Senza sospettare l’esito che avrebbe avuto la sua vacanza, l’uomo è arrivato il 2 luglio ad Anterselva, dove ha preso alloggio in un albergo. Si era recato in Slovenia con un gruppo di amici e rientrando a casa aveva pensato di fermarsi in provincia di Bolzano. Dopo la registrazione in albergo, i suoi dati sono stati controllati dalla Questura che ha accertato l’esistenza di un provvedimento di arresto per scontare una pena di un anno e tre mesi di reclusione. Così i carabinieri lo hanno prelevato e lo hanno portato in carcere. L’uomo è caduto dalle nuvole, pensava a un equivoco. Sostiene che non aveva saputo niente delle accuse nei suoi confronti. In realtà, in Romania è stato istruito un processo e l’imputato è stato condannato perché ritenuto colpevole dell’uccisione dell’orso durante una battuta di caccia al cinghiale.

Assistito dagli avvocati Flavio Moccia ed Ernest Cuccarollo, l’uomo ha ora impugnato l’estradizione, sulla base di una serie di considerazioni giuridiche che ruotano attorno alla mancata conoscenza del giudizio penale nei suoi confronti in Romania, con relativa condanna. I difensori, oltre al ricorso in Italia, hanno incaricato un loro collega rumeno di impugnare la condanna che si era fermata al primo grado, visto che l’imprenditore non aveva presentato ricorso. Sostengono che non vi può essere sentenza definitiva, considerando che l’imputato è stato privato del diritto alla difesa. Si tratta di procedure giuridiche che dovranno essere verificate, soprattutto per quanto riguarda la regolarità delle notifiche alla persona accusata, che non risiede in Romania.
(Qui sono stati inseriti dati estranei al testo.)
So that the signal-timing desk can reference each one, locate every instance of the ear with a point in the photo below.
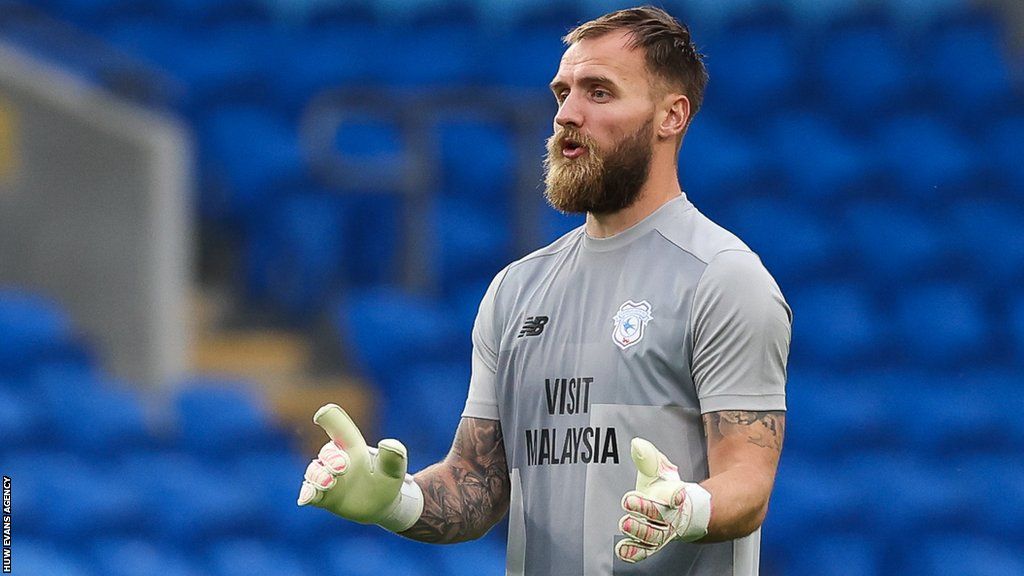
(677, 113)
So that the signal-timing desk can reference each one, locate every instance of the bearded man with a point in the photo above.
(648, 330)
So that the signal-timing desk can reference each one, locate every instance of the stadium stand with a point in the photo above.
(869, 152)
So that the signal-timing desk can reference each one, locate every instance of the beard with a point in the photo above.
(596, 182)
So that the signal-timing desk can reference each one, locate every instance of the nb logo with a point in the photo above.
(534, 326)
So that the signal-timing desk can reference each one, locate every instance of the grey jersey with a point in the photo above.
(589, 342)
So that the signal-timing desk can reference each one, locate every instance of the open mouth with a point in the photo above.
(572, 149)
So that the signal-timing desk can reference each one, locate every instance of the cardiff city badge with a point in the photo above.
(630, 321)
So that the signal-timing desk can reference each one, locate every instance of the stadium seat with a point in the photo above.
(380, 553)
(757, 57)
(942, 324)
(217, 418)
(863, 72)
(954, 553)
(386, 329)
(795, 243)
(249, 154)
(295, 256)
(985, 235)
(136, 557)
(820, 163)
(35, 329)
(471, 244)
(255, 558)
(892, 241)
(426, 412)
(975, 48)
(928, 159)
(477, 161)
(45, 557)
(840, 554)
(838, 324)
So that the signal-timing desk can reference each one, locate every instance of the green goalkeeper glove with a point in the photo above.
(361, 484)
(662, 508)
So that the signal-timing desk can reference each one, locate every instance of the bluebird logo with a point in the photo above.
(630, 322)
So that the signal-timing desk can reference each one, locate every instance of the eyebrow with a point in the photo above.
(587, 80)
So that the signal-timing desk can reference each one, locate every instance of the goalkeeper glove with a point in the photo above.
(361, 484)
(662, 508)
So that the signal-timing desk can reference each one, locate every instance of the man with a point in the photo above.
(647, 339)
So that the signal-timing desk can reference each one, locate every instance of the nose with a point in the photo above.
(569, 113)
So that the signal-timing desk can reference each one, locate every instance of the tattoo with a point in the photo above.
(468, 492)
(764, 429)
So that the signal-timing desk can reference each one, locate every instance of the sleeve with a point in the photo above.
(741, 328)
(482, 399)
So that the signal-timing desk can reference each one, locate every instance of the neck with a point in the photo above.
(660, 187)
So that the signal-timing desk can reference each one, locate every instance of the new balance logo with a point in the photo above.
(534, 326)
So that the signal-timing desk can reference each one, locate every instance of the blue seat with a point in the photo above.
(426, 411)
(385, 329)
(483, 558)
(976, 47)
(717, 163)
(958, 554)
(135, 557)
(218, 418)
(471, 244)
(249, 155)
(296, 255)
(863, 71)
(794, 243)
(195, 501)
(985, 234)
(926, 157)
(837, 324)
(892, 241)
(379, 553)
(754, 58)
(47, 557)
(477, 161)
(1000, 147)
(255, 558)
(819, 161)
(35, 329)
(839, 554)
(942, 324)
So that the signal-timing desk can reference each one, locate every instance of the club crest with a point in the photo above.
(630, 322)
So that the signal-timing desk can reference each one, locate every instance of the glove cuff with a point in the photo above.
(699, 500)
(407, 508)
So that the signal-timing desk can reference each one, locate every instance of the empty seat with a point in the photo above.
(255, 558)
(892, 241)
(838, 324)
(818, 160)
(942, 324)
(385, 329)
(425, 409)
(863, 71)
(218, 418)
(926, 157)
(135, 557)
(795, 244)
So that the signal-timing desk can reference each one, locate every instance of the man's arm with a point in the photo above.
(743, 448)
(468, 492)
I legali italiani hanno spiegato al Corriere dell’Alto Adige: “Il nostro assistito andò in Romania per cacciare il cinghiale con permessi e concessioni amministrative regolari”. Durante la battuta al cinghiale venne ucciso un orso. Di qui l’accusa di abbattimento di specie protetta in base a una norma del 2016. “Non si sa, però, chi dei partecipanti abbia realmente colpito l’animale” precisa l’avvocato. A sostegno della richiesta di rigetto dell’estradizione ci sono anche il cattivo stato delle carceri rumene e il trattamento riservato ai detenuti. Se l’istanza sarà accolta, l’uomo potrebbe tornare in Germania.